Les imprimeurs insulaires, par la voix du Syndicat professionnel des maîtres imprimeurs de Corse, vous ont alerté au sujet de leurs difficultés qui ne sont pas que des soucis catégoriels puisqu’elles peuvent rejaillir sur le débat démocratique en Corse. Je veux parler du scrutin pour l’élection territoriale.
Les contraintes de l’insularité, une fois de plus, ne collent pas avec les lois de la République et provoquent une situation unique en France qui réclament un traitement spécifique.
Le premier tour de scrutin se présente généralement sans difficulté.
Les listes sont rendues officielles avec suffisamment de temps pour que le dépôt règlementaire des imprimés se fassent avec soin et sans appréhension particulière.
Le second tour, en revanche, est une grande source d’anxiété. Il s’agit pour chaque liste de réaliser 475 391 bulletins de vote et 226 891 professions de foi (soit 702 282 documents au format A4 pour l’élection de 2010) en une seule nuit.
En effet, passé le vote du 1er tour le dimanche, les listes se recomposent le lundi et ne deviennent officielles que le mardi à 18h, heure limite du
dépôt des listes.
En réalité, c’est vers 21h compte tenu du temps de validation par les services de la préfecture du bon à tiré, que le travail d’impression peut démarrer.
En quoi la situation est-elle particulière en Corse ?
– il n’y a pas de dépôt de papier dans l’île et les livraisons se font dans la semaine (contre 24h sur le continent).
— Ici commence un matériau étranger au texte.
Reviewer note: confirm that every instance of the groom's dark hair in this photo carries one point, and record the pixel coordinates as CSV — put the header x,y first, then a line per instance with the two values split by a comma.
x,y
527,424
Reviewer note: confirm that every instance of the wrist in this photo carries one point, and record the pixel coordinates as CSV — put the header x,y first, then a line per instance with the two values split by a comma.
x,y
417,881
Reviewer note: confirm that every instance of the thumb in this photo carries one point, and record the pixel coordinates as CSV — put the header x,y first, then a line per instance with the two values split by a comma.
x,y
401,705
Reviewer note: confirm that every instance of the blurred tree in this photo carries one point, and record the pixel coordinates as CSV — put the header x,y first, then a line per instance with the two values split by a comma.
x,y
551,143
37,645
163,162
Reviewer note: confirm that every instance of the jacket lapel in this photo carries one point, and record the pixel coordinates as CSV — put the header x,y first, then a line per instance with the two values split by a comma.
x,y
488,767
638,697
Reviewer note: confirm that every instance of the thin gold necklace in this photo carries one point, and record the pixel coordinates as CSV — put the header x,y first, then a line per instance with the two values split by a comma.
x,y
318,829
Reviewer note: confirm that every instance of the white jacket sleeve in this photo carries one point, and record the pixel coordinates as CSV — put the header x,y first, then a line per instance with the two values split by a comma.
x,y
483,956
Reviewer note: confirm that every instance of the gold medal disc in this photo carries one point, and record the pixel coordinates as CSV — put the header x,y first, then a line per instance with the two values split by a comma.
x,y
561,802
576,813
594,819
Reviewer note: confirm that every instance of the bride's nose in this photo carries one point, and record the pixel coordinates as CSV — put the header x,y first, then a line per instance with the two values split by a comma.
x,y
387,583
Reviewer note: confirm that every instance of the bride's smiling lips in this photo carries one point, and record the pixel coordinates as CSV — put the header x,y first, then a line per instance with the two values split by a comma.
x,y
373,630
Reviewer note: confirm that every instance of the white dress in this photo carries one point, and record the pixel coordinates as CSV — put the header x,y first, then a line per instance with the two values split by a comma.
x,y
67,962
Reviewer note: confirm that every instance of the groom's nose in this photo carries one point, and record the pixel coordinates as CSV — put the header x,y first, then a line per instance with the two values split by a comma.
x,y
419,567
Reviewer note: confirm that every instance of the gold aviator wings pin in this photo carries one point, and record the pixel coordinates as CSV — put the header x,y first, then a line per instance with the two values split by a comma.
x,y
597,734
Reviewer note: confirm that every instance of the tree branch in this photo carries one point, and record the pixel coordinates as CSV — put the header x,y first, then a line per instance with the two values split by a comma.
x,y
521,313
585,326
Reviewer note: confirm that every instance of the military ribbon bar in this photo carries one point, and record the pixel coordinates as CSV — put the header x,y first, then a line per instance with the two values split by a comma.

Ce qui oblige à des risques périlleux pour l’entreprise compte tenu de la quantité considérable de papier à faire rentrer (à peu près 8 palettes par liste), avant les résultats de premier tour, sans avoir l’assurance d’être sollicité par un candidat au second.
– Nous sommes face à des petites entreprises qui n’ont pas la possibilité de constituer des équipes de travail en 3/8, règle en la matière (8h en
matinée, 8h en soirée, 8h durant la nuit).
On procède donc par heures supplémentaires. Or l’augmentation du coût de la fabrication des imprimés du second tour fixée à 10% par l’État est
beaucoup trop faible. D’autant que s’ajoute la journée du lendemain chômée entièrement, puisque les salariés ont travaillé la nuit.
Les commissions paritaires qui auparavant se tenaient régulièrement pour en débattre ont été supprimées par le gouvernement. Donc impossible de négocier.
– Aucune imprimerie de labeur en Corse ne possède de presse rotative qui est la presse idoine pour ce type de travaux (gros débit, massicot en sortie qui allège le travail de coupe).
Pour répondre à la demande dans le temps imparti, l’imprimeur corse mobilise toutes ses machines, soumises à des cadences infernales. La défaillance de l’une d’elles est possible et il n’existe aucun professionnel indépendant en maintenance de matériel in situ capable d’intervenir lors de cette fameuse nuit.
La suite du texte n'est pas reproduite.